Багратион, невысокий, с восточным типом твердого и неподвижного лица, сухой, еще не старый человек, вышел за главнокомандующим.
– Честь имею явиться, – повторил довольно громко князь Андрей, подавая конверт.
– А, из Вены? Хорошо. После, после!
Кутузов вышел с Багратионом на крыльцо.
– Ну, князь, прощай, – сказал он Багратиону. – Христос с тобой. Благословляю тебя на великий подвиг.
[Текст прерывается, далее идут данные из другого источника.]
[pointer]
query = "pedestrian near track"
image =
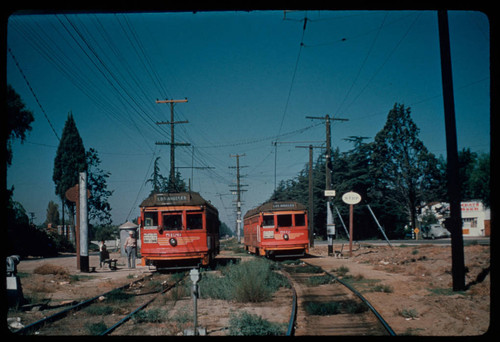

Лицо Кутузова неожиданно смягчилось, и слезы показались в его глазах. Он притянул к себе левою рукой Багратиона, а правой, на которой было кольцо, видимо привычным жестом перекрестил его и подставил ему пухлую щеку, вместо которой Багратион поцеловал его в шею.
– Христос с тобой! – повторил Кутузов и подошел к коляске. – Садись со мной, – сказал он Болконскому.
– Ваше высокопревосходительство, я желал бы быть полезен здесь. Позвольте мне остаться в отряде князя Багратиона.
– Садись, – сказал Кутузов и, заметив, что Болконский медлит, – мне хорошие офицеры самому нужны, самому нужны.
Они сели в коляску и молча проехали несколько минут.